HIGH unicode normalizationfirestore

Unicode Normalization in Firestore

How Unicode Normalization Manifests in Firestore

Firestore treats document IDs and field names as exact byte strings. When a user‑supplied value contains Unicode characters, different canonical forms (NFC, NFD, NFKC, NFKD) can represent the same visual string but are stored as distinct keys. This creates a class of bypasses where an attacker can supply an alternative normalization form to evade checks that compare the input against an expected value.

Consider a simple ownership check: the application reads a user ID from a JWT, then queries Firestore for a document whose ID equals that user ID. If the comparison is performed on the raw string without normalization, an attacker who knows the user ID can register a document with the same visual ID but in NFD form (e.g., the letter ‘e’ followed by a combining acute accent instead of the pre‑composed ‘é’).
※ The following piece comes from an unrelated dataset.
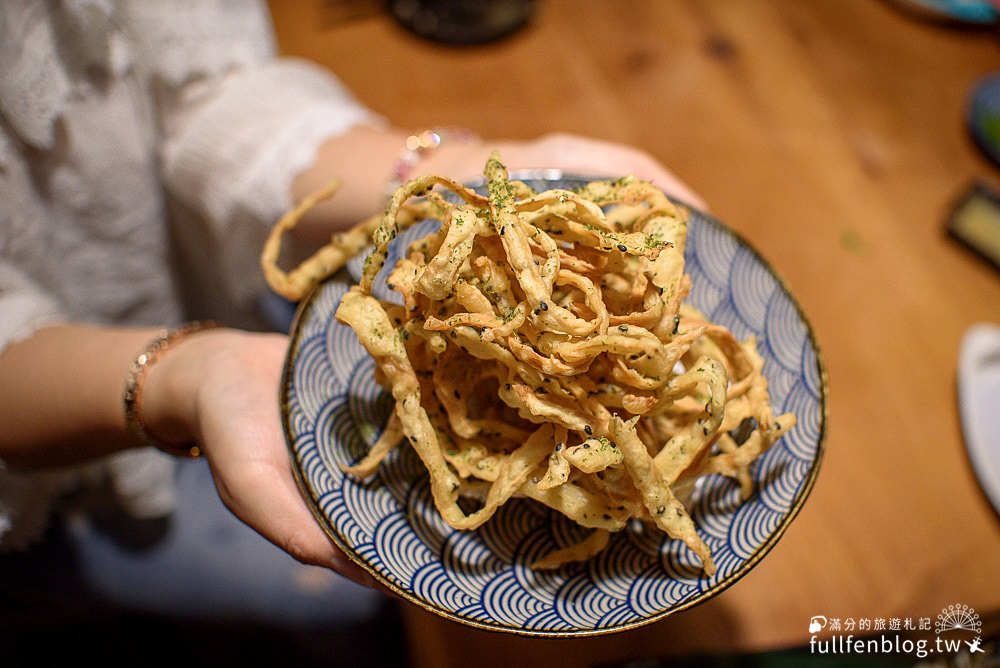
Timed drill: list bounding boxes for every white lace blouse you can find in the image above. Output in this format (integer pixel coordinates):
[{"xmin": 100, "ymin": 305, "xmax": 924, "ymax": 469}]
[{"xmin": 0, "ymin": 0, "xmax": 378, "ymax": 548}]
The lookup fails, the application may fall back to a default document, or the attacker can later request the NFD‑formatted document directly, gaining access to data they should not see.

The following Node.js snippet shows the vulnerable pattern:

const { getFirestore, doc, getDoc } = require('firebase-admin/firestore');

async function getProfile(req) {
  const userId = req.auth.uid; // comes from JWT, assumed trusted
  // ❌ No normalization – userId is used directly
  const userRef = doc(getFirestore(), 'profiles', userId);
  const snap = await getDoc(userRef);
  if (!snap.exists()) {
    throw new Error('Profile not found');
  }
  return snap.data();
}

If the JWT contains the normalized form “é” (U+00E9) but an attacker has created a profile document with the ID “é” (U+0065 U+0301), the lookup will not find the attacker’s document, yet the attacker can later request the NFD version directly and bypass the intended ownership check.

Firestore-Specific Detection

middleBrick’s Input Validation check includes a Unicode normalization probe set. During a scan it sends the same parameter value in each of the four normalization forms (NFC, NFD, NFKC, NFKD) and observes whether the API’s responses differ in status code, returned data, or error messages. A discrepancy indicates that the backend treats the forms as distinct keys, which is exactly the condition that enables the Firestore bypass described above.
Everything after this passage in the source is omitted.